Jose Calderon: Winner and Loser
No starter wants to be traded from a contender to a lottery team, particularly in the latter part of his career, but that was Jose Calderon’s fate when the Dallas Mavericks shipped him to New York in June.
Dallas won 49 games in the rough-and-tumble Western Conference last season and pushed the world champion San Antonio Spurs to seven games in the playoffs. And the Mavs should be even better this year with the additions of Tyson Chandler and Chandler Parsons.
Meanwhile, the Knicks failed to make the playoffs in the far weaker Eastern Conference in 2013-14 and will struggle to do so again this season.
On the flip side, Calderon will be playing in an offense perfectly tailored for his game. The Spaniard’s strengths are protecting the basketball and knocking down open shots, which he should see plenty of in the triangle offense. Calderon's role will be similar to the one his new coach, Derek Fisher, played in during his days with the Los Angeles Lakers.
Calderon is a career 41.1 percent shooter from downtown and was the third-most efficient off-ball scorer in the NBA while drilling 47.5 percent of his spot-up three-pointers last season, according to Synergy Sports (subscription required). On a Knicks team without a clear-cut No. 2 scoring option, Calderon could be in for a career year.
Iman Shumpert: Loser
Iman Shumpert opened eyes within the Knicks organization and around the league with an impressive rookie season in 2011-12. Since then, the shooting guard has lost confidence in his jump shot, been shuffled in and out of the starting lineup and undergone two operations on his left knee. Shump's on-ball defense regressed last season, and he shot a dismal 37.8 percent from the field.
Knicks management is enamored with a new, young shooting guard, Tim Hardaway Jr. The team has reportedly been trying to trade Shumpert since at least November, via Marc Stein of ESPN.com. The Knicks attempted to use him to unload Andrea Bargnani or Amar'e Stoudemire this summer, via Ian Begley of ESPN New York.
Shumpert would have benefited from a change of scenery and a more defined role. Instead, he will be fighting Hardaway and J.R. Smith for minutes at shooting guard, with Anthony spending more time at small forward.
Shump could operate as an unconventional point guard in the triangle offense, filling the role that Ron Harper played for Phil Jackson with the Chicago Bulls and Los Angeles Lakers. Unfortunately, minutes will be hard to come by at that position as well, with Jose Calderon, Pablo Prigioni and Shane Larkin in the mix.
Pablo Prigioni: Loser
Pablo Prigioni was a capable backup and starter for stretches in each of the last two seasons, but he will have a hard time finding minutes in a crowded Knicks backcourt this season. In fact, he may not even be on the team by the start of the season. According to Frank Isola of the New York Daily News, the Knicks are shopping the Argentine.

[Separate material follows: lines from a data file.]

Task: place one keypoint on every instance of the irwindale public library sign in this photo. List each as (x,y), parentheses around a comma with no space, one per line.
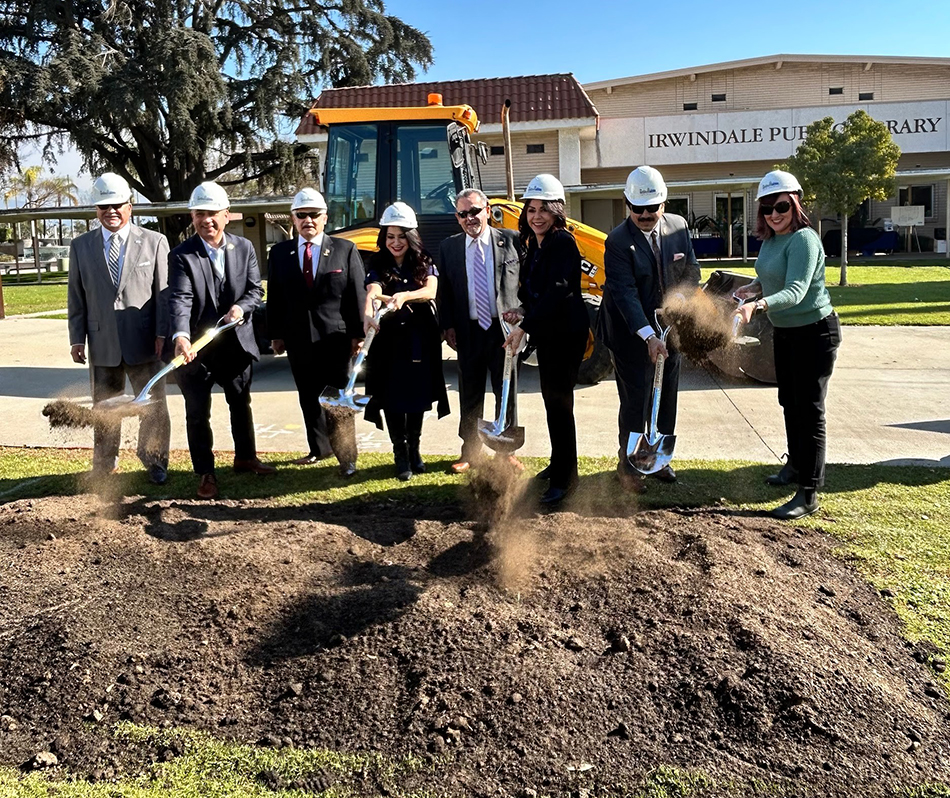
(758,135)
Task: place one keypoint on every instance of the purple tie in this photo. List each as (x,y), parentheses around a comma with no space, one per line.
(480,282)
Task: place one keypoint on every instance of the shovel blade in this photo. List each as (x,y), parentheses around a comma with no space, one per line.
(506,440)
(649,457)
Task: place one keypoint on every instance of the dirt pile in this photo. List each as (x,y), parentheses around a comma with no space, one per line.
(701,640)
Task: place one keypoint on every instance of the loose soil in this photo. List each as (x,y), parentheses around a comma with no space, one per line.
(515,651)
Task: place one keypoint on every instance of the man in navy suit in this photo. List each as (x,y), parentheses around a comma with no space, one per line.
(212,277)
(315,299)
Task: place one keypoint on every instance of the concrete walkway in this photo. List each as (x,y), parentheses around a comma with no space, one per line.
(889,402)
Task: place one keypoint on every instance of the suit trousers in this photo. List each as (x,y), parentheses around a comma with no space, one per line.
(316,366)
(634,371)
(559,360)
(804,359)
(154,423)
(231,369)
(483,356)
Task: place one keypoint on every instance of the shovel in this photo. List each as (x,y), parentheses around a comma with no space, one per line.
(144,398)
(649,452)
(494,434)
(347,397)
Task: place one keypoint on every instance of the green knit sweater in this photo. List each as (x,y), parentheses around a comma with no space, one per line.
(791,271)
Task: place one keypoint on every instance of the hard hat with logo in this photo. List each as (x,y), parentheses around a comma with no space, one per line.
(208,197)
(778,182)
(645,186)
(308,198)
(544,187)
(111,189)
(399,215)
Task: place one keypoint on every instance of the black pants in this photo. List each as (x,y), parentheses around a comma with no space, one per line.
(804,360)
(558,363)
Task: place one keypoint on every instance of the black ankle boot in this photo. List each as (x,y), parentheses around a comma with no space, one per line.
(401,456)
(804,502)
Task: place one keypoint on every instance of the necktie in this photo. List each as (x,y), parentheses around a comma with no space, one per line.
(659,260)
(480,283)
(114,246)
(308,264)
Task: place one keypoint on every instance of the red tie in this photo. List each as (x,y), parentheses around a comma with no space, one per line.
(308,264)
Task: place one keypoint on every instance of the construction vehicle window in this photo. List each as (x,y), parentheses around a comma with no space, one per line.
(351,175)
(424,175)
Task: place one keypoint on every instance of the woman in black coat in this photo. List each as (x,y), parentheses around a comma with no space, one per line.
(552,313)
(404,365)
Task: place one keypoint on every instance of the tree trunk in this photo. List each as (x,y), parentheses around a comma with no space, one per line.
(844,250)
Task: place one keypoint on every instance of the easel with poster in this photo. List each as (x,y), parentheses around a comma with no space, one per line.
(909,217)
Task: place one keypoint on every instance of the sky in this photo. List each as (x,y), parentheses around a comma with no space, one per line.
(602,40)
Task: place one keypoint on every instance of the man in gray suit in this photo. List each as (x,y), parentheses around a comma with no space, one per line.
(647,257)
(118,277)
(478,281)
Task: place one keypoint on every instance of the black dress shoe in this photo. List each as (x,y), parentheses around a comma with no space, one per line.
(804,502)
(786,476)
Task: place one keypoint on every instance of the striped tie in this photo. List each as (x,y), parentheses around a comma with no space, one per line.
(480,282)
(114,247)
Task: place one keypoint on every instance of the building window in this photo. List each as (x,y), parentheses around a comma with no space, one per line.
(918,195)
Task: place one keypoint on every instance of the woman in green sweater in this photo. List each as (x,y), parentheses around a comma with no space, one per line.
(790,286)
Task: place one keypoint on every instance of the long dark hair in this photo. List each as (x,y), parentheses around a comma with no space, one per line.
(556,209)
(417,259)
(799,218)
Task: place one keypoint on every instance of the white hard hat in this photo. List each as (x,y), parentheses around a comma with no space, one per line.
(399,215)
(208,197)
(645,186)
(308,198)
(544,187)
(778,182)
(111,189)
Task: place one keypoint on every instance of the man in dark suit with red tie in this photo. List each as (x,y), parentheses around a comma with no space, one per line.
(213,276)
(315,298)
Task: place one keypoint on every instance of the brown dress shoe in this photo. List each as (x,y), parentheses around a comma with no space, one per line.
(254,466)
(208,487)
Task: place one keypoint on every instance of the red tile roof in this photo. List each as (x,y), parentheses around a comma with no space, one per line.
(533,98)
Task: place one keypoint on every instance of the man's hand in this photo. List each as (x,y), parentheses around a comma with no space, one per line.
(183,348)
(655,347)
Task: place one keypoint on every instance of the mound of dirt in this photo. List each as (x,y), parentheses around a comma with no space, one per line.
(556,653)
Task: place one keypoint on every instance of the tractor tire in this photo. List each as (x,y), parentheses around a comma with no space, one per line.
(597,365)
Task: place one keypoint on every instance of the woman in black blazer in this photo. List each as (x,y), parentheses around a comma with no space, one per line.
(552,313)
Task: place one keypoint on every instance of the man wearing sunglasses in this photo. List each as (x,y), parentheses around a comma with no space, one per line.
(118,275)
(315,298)
(478,280)
(648,257)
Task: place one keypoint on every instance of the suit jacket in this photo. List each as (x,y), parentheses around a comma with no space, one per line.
(631,291)
(335,304)
(193,304)
(453,280)
(121,324)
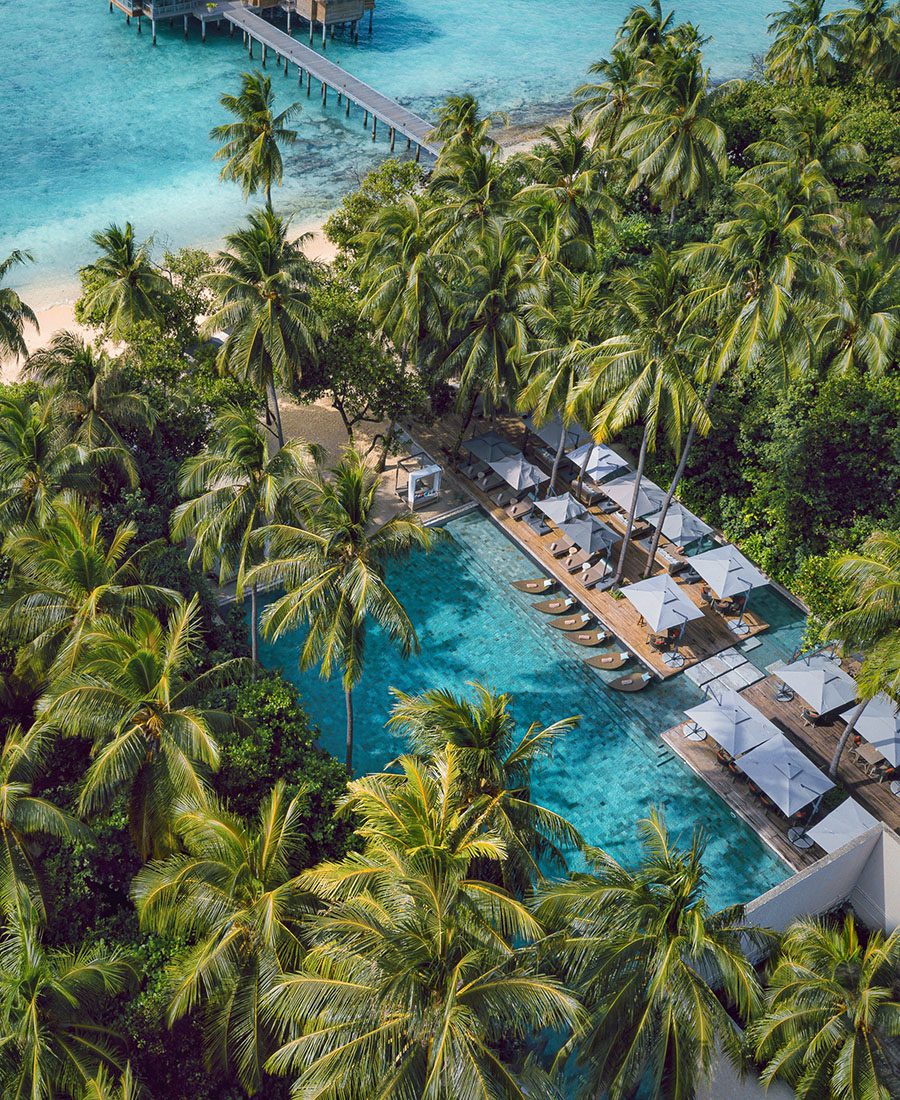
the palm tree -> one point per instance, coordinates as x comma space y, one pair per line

New York acquired two point guards in the June trade that sent Tyson Chandler and Raymond Felton to the Dallas Mavericks for Jose Calderon and Shane Larkin. Calderon will be the starter, with Prigioni and Larkin battling for the remaining minutes.
Prigioni's game is better-suited for the triangle offense, which utilizes his strengths as a facilitator and release valve/spot-up shooter. Larkin is a dribble-drive point guard who shot just 31.6 percent from three-point range last season, compared to Prigioni's 46.4 percent.
Larkin's edge is on defense. He has quick hands and feet and a knack for stepping into passing lanes, whereas the 37-year-old Prigioni struggles to stay in front of quicker guards. Coach Fisher may also want to develop Larkin for the team’s future or as a trade asset in what is expected to be a transition season for the Knicks.
Prigioni will not see the floor as part of a two-point guard lineup as in years past. The triangle places less emphasis on the point guard position, and with Carmelo Anthony playing more minutes at the 3, New York will be three deep at shooting guard with J.R. Smith, Tim Hardaway Jr. and Iman Shumpert.